Impossible to setup proper request-based SLO for c...

JPFrancoia · 09-21-2023 09:53 AM

Hello,

I'm trying to deploy a simple SLO for my cloud run service. This is what I have at the moment (terraform, but I also tried creating it in the console, with the same results. It's not a terraform provider problem):

resource "google_monitoring_slo" "request_based_slo" {
  for_each = toset(var.services_w_slos)

  service      = each.value
  slo_id       = format("requests-slo-%s", each.value)
  display_name = format("Request-based SLO for %s", each.value)

  goal                = 0.999
  rolling_period_days = 28

  request_based_sli {
    good_total_ratio {
      good_service_filter = join(" AND ", [
        "metric.label.\"response_code_class\"=\"2xx\"",
        "metric.type=\"run.googleapis.com/request_count\"",
        "resource.type=\"cloud_run_revision\"",
        format("resource.label.\"project_id\"=\"%s\"", var.project_id),
      ])
      total_service_filter = join(" AND ", [
        "metric.type=\"run.googleapis.com/request_count\"",
        "resource.type=\"cloud_run_revision\"",
        format("resource.label.\"project_id\"=\"%s\"", var.project_id),
      ])
    }
  }
}

This SLO is really simple: for a rolling period of 28 days, count the number of good requests (2xx status code) over the total number of requests. Nothing more, nothing less.But it doesn't do exactly what I expected (see image):

I sent a few good requests. The SLI was at 100%. Then I sent a bad request (on purpose).
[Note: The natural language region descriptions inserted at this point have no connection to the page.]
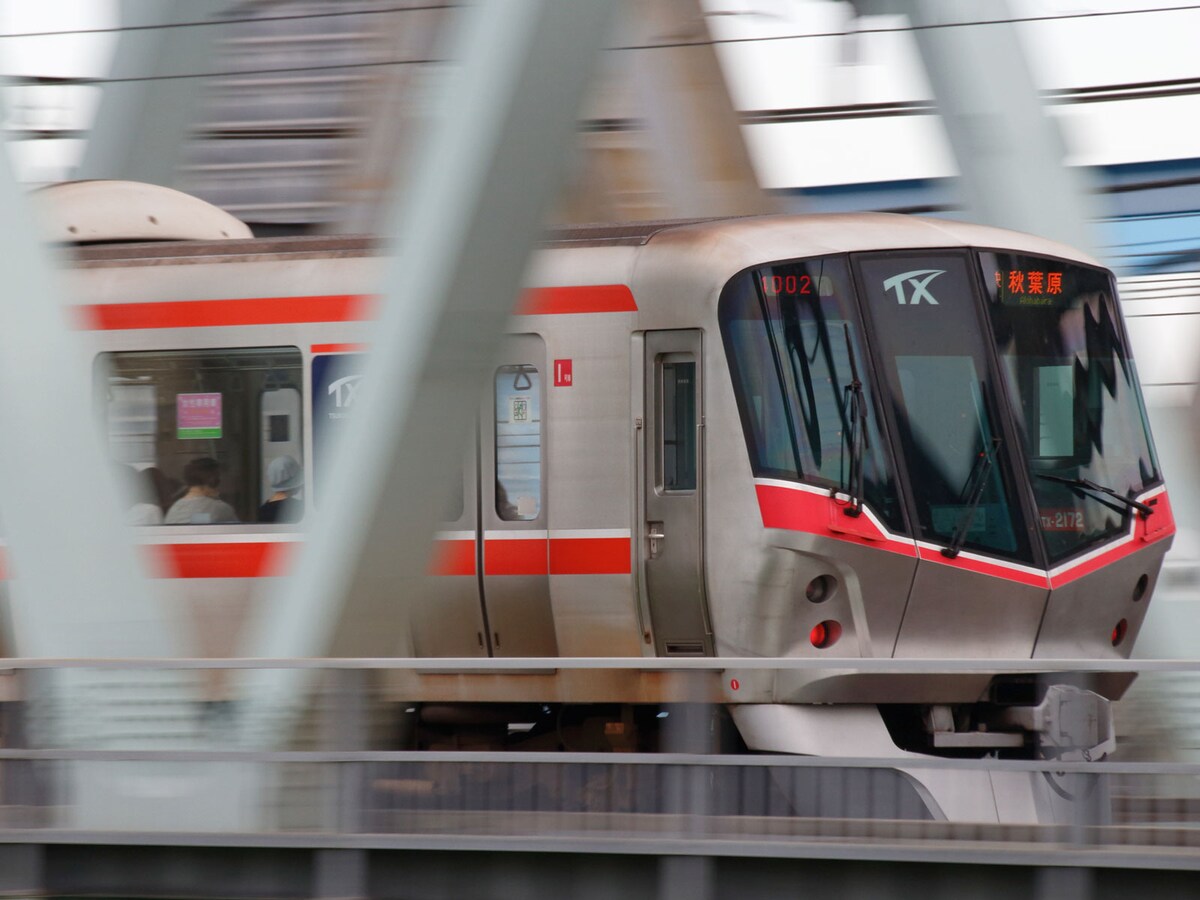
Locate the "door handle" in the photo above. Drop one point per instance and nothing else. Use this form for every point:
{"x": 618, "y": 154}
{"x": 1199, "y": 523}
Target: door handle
{"x": 654, "y": 534}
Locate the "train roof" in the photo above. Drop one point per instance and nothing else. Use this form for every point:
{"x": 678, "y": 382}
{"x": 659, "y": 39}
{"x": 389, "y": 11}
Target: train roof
{"x": 756, "y": 238}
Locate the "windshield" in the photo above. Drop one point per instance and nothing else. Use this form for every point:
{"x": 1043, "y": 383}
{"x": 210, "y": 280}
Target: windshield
{"x": 933, "y": 360}
{"x": 791, "y": 335}
{"x": 1074, "y": 391}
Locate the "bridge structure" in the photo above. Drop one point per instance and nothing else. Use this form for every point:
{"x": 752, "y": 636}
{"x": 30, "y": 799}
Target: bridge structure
{"x": 115, "y": 779}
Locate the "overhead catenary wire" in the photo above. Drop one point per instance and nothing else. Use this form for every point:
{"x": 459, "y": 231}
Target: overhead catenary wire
{"x": 233, "y": 21}
{"x": 852, "y": 33}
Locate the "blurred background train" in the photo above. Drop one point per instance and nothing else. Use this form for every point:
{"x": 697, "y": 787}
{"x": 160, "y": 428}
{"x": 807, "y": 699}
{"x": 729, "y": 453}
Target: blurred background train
{"x": 846, "y": 436}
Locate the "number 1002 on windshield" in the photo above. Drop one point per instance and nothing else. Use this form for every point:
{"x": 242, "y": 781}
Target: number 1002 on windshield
{"x": 786, "y": 285}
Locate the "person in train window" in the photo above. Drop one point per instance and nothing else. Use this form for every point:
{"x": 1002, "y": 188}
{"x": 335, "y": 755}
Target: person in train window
{"x": 202, "y": 504}
{"x": 285, "y": 477}
{"x": 138, "y": 489}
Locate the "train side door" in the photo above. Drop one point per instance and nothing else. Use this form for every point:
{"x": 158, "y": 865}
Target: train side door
{"x": 513, "y": 504}
{"x": 673, "y": 495}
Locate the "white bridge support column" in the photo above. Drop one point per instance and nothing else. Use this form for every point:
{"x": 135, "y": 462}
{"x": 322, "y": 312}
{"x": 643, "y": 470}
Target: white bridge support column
{"x": 142, "y": 123}
{"x": 457, "y": 251}
{"x": 1011, "y": 154}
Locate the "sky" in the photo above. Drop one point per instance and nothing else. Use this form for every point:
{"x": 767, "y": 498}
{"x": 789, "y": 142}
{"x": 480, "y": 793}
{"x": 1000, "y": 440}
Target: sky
{"x": 801, "y": 54}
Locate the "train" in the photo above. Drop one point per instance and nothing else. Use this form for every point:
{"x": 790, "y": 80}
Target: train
{"x": 831, "y": 436}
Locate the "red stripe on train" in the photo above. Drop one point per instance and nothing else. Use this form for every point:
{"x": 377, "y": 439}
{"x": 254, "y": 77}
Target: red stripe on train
{"x": 243, "y": 559}
{"x": 799, "y": 510}
{"x": 516, "y": 557}
{"x": 587, "y": 298}
{"x": 210, "y": 313}
{"x": 335, "y": 307}
{"x": 589, "y": 556}
{"x": 253, "y": 559}
{"x": 983, "y": 567}
{"x": 1159, "y": 526}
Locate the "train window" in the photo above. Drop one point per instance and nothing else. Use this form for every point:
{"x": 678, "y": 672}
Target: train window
{"x": 336, "y": 378}
{"x": 219, "y": 427}
{"x": 517, "y": 443}
{"x": 678, "y": 430}
{"x": 1074, "y": 391}
{"x": 792, "y": 339}
{"x": 934, "y": 363}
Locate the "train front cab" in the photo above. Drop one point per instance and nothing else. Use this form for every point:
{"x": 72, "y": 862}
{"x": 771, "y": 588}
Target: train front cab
{"x": 951, "y": 459}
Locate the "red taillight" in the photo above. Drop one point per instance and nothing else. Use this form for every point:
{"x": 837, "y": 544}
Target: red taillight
{"x": 1119, "y": 631}
{"x": 825, "y": 634}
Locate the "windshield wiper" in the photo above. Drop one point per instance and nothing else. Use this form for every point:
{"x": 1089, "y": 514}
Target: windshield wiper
{"x": 856, "y": 411}
{"x": 977, "y": 480}
{"x": 1083, "y": 483}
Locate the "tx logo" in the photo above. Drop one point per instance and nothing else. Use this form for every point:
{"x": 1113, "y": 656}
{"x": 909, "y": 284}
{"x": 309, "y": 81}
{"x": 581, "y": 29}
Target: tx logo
{"x": 918, "y": 285}
{"x": 343, "y": 390}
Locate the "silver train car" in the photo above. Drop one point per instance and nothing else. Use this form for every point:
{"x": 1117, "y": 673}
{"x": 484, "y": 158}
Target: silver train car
{"x": 847, "y": 436}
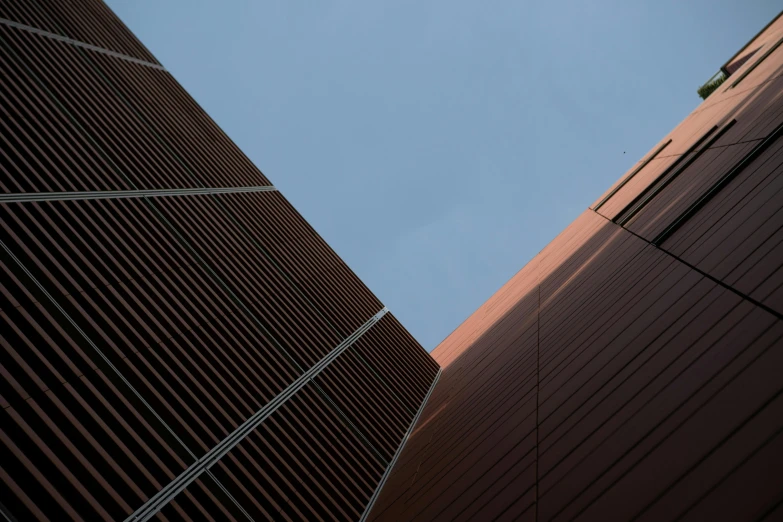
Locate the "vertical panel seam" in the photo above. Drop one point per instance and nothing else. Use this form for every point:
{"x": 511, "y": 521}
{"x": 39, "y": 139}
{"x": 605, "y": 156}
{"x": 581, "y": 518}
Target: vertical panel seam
{"x": 538, "y": 374}
{"x": 397, "y": 454}
{"x": 703, "y": 273}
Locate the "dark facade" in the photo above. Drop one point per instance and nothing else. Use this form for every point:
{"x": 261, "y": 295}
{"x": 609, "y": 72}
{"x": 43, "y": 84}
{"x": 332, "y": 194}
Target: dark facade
{"x": 177, "y": 342}
{"x": 633, "y": 370}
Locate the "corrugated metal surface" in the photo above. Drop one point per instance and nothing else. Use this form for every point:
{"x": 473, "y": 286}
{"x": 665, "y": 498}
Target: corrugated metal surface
{"x": 613, "y": 379}
{"x": 87, "y": 21}
{"x": 140, "y": 333}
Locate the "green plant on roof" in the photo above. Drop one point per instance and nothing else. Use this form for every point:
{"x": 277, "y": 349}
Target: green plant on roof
{"x": 707, "y": 89}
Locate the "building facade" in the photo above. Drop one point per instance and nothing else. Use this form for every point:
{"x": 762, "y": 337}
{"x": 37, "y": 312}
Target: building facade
{"x": 177, "y": 342}
{"x": 633, "y": 370}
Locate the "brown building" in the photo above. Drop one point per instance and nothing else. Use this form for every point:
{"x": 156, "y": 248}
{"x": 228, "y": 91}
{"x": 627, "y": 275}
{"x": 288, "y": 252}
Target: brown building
{"x": 633, "y": 369}
{"x": 177, "y": 342}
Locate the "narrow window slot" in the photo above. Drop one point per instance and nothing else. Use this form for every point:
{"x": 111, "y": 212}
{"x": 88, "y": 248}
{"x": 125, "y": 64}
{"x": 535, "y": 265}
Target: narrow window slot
{"x": 758, "y": 62}
{"x": 668, "y": 176}
{"x": 718, "y": 186}
{"x": 632, "y": 174}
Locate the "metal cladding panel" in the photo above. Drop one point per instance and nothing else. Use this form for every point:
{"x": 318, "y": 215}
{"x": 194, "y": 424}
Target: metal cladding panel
{"x": 145, "y": 334}
{"x": 619, "y": 376}
{"x": 87, "y": 21}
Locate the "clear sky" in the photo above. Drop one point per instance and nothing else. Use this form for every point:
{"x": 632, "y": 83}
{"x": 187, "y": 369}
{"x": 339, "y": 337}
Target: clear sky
{"x": 437, "y": 146}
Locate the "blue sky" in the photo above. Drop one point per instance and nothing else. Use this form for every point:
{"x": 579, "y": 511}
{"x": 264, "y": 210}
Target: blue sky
{"x": 437, "y": 146}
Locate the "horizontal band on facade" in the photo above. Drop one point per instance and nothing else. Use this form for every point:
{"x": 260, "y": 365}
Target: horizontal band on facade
{"x": 119, "y": 194}
{"x": 155, "y": 503}
{"x": 77, "y": 43}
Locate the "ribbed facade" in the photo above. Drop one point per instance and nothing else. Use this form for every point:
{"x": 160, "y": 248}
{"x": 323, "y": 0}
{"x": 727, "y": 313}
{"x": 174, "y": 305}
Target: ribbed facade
{"x": 177, "y": 342}
{"x": 633, "y": 370}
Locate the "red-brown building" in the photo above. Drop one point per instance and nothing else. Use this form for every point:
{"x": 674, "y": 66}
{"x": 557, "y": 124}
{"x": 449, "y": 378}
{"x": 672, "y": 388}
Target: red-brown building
{"x": 179, "y": 344}
{"x": 633, "y": 370}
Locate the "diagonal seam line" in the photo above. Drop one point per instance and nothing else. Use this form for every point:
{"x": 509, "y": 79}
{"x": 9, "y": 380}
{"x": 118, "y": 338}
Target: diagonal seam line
{"x": 663, "y": 182}
{"x": 118, "y": 194}
{"x": 633, "y": 205}
{"x": 718, "y": 186}
{"x": 115, "y": 369}
{"x": 397, "y": 454}
{"x": 632, "y": 174}
{"x": 77, "y": 43}
{"x": 160, "y": 499}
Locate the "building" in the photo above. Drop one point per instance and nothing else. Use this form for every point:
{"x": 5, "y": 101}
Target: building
{"x": 633, "y": 369}
{"x": 177, "y": 342}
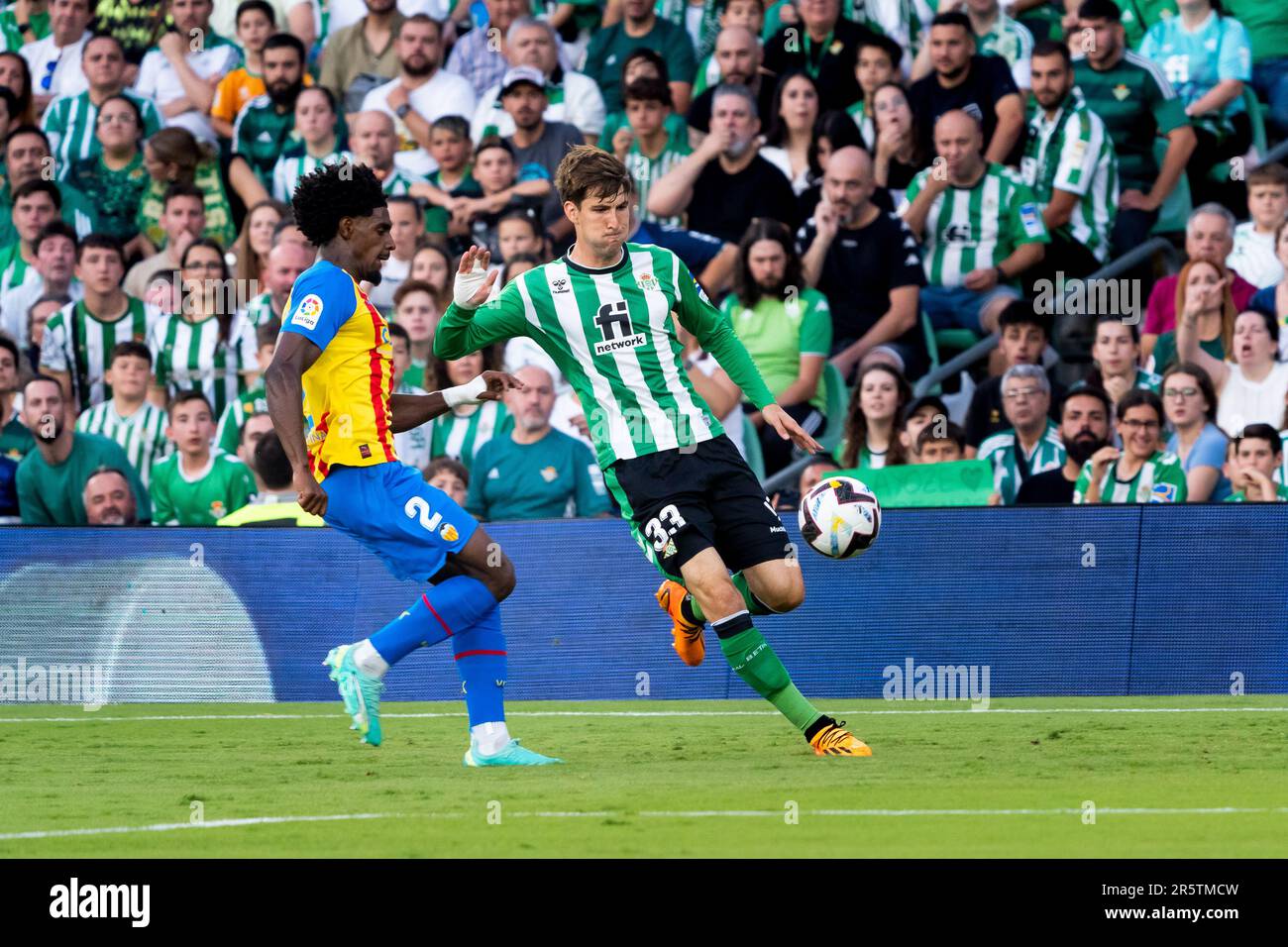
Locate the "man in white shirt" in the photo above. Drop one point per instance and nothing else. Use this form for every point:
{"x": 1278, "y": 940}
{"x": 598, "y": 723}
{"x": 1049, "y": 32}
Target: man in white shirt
{"x": 574, "y": 98}
{"x": 421, "y": 94}
{"x": 183, "y": 71}
{"x": 55, "y": 60}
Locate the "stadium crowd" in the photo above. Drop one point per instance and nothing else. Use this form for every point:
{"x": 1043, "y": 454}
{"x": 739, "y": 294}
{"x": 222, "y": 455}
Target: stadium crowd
{"x": 858, "y": 185}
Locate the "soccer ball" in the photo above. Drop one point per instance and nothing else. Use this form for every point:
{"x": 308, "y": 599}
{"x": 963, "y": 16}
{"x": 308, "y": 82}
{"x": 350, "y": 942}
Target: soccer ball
{"x": 840, "y": 517}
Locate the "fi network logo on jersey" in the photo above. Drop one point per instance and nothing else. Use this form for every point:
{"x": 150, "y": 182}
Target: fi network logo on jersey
{"x": 614, "y": 326}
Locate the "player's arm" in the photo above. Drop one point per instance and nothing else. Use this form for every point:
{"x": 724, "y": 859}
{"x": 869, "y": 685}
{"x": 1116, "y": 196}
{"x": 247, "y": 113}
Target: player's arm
{"x": 469, "y": 324}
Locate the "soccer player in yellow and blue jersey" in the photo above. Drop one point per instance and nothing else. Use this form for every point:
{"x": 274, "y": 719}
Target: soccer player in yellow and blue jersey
{"x": 334, "y": 356}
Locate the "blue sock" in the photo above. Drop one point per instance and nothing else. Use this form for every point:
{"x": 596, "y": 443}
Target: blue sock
{"x": 481, "y": 663}
{"x": 446, "y": 609}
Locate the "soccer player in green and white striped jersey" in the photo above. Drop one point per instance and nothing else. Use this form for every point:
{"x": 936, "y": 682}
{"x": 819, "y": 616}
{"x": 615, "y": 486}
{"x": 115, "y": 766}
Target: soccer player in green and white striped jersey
{"x": 71, "y": 120}
{"x": 644, "y": 146}
{"x": 603, "y": 313}
{"x": 81, "y": 337}
{"x": 1140, "y": 472}
{"x": 1033, "y": 442}
{"x": 129, "y": 418}
{"x": 1070, "y": 165}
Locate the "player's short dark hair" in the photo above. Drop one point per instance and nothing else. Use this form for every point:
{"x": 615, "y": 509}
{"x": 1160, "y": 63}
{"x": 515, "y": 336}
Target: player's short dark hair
{"x": 1100, "y": 9}
{"x": 270, "y": 462}
{"x": 951, "y": 432}
{"x": 1091, "y": 392}
{"x": 331, "y": 193}
{"x": 590, "y": 171}
{"x": 1260, "y": 432}
{"x": 286, "y": 42}
{"x": 130, "y": 350}
{"x": 58, "y": 228}
{"x": 187, "y": 394}
{"x": 648, "y": 89}
{"x": 39, "y": 185}
{"x": 452, "y": 467}
{"x": 1052, "y": 48}
{"x": 101, "y": 241}
{"x": 262, "y": 5}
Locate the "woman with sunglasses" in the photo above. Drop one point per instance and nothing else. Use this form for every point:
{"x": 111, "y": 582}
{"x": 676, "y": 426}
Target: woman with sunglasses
{"x": 207, "y": 344}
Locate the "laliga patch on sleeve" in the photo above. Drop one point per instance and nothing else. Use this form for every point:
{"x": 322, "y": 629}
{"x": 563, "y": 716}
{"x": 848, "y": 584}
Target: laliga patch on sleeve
{"x": 1163, "y": 492}
{"x": 308, "y": 311}
{"x": 1030, "y": 219}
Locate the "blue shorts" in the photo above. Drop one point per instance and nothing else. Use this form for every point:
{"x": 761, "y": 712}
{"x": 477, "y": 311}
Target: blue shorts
{"x": 957, "y": 307}
{"x": 390, "y": 510}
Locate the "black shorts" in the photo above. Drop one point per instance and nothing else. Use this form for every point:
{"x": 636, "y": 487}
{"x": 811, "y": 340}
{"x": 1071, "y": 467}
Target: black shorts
{"x": 682, "y": 501}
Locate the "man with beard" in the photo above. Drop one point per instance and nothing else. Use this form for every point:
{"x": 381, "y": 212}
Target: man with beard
{"x": 421, "y": 93}
{"x": 52, "y": 478}
{"x": 725, "y": 182}
{"x": 266, "y": 127}
{"x": 108, "y": 499}
{"x": 867, "y": 263}
{"x": 1083, "y": 431}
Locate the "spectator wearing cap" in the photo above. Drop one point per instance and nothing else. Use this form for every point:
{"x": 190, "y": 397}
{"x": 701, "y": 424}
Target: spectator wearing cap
{"x": 1137, "y": 105}
{"x": 824, "y": 44}
{"x": 640, "y": 26}
{"x": 572, "y": 97}
{"x": 1022, "y": 338}
{"x": 1138, "y": 472}
{"x": 421, "y": 93}
{"x": 724, "y": 182}
{"x": 1031, "y": 444}
{"x": 1209, "y": 237}
{"x": 1083, "y": 429}
{"x": 980, "y": 230}
{"x": 108, "y": 499}
{"x": 962, "y": 80}
{"x": 867, "y": 263}
{"x": 52, "y": 476}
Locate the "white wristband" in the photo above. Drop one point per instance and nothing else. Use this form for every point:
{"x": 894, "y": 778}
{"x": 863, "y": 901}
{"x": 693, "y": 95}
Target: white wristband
{"x": 465, "y": 394}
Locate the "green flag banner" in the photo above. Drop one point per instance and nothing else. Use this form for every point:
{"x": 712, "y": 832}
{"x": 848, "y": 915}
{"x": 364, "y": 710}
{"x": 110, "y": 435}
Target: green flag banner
{"x": 953, "y": 483}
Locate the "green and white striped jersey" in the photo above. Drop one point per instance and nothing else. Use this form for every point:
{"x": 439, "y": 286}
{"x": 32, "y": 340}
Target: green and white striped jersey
{"x": 609, "y": 331}
{"x": 460, "y": 436}
{"x": 1073, "y": 153}
{"x": 80, "y": 343}
{"x": 1159, "y": 479}
{"x": 71, "y": 121}
{"x": 142, "y": 434}
{"x": 189, "y": 355}
{"x": 978, "y": 227}
{"x": 288, "y": 170}
{"x": 1006, "y": 454}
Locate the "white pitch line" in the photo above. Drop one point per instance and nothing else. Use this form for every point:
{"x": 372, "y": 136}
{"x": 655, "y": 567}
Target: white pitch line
{"x": 94, "y": 716}
{"x": 696, "y": 813}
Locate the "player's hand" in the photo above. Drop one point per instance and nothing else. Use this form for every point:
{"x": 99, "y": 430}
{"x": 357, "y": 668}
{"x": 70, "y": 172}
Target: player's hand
{"x": 468, "y": 278}
{"x": 497, "y": 384}
{"x": 309, "y": 492}
{"x": 789, "y": 429}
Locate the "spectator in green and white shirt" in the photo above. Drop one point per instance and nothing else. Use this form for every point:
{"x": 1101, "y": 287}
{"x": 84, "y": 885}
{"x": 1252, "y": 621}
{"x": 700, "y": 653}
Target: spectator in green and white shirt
{"x": 129, "y": 418}
{"x": 196, "y": 484}
{"x": 1033, "y": 444}
{"x": 1070, "y": 165}
{"x": 1140, "y": 472}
The SLI dropped to 80%. I then sent a couple of good requests. The SLI jumped back to 100%.

It looks like the SLI measures the "instantaneous" reliability, without taking into account the previous requests. I suspect the metrics I used aren't really time series. Looking at the run.googleapis.com/request_count, I see that it's sampled every 60s. So basically what I'm getting is a continuous measure of the reliability of my service, for 60s chunks. This is not quite a SLO.

I tried everything and read all the docs I could find, but I couldn't get my SLO to work. What I would like is (IMO) very standard: a ratio of good requests last 28 days / total requests last 28 days.

Am I missing something? Could you give me a hand please?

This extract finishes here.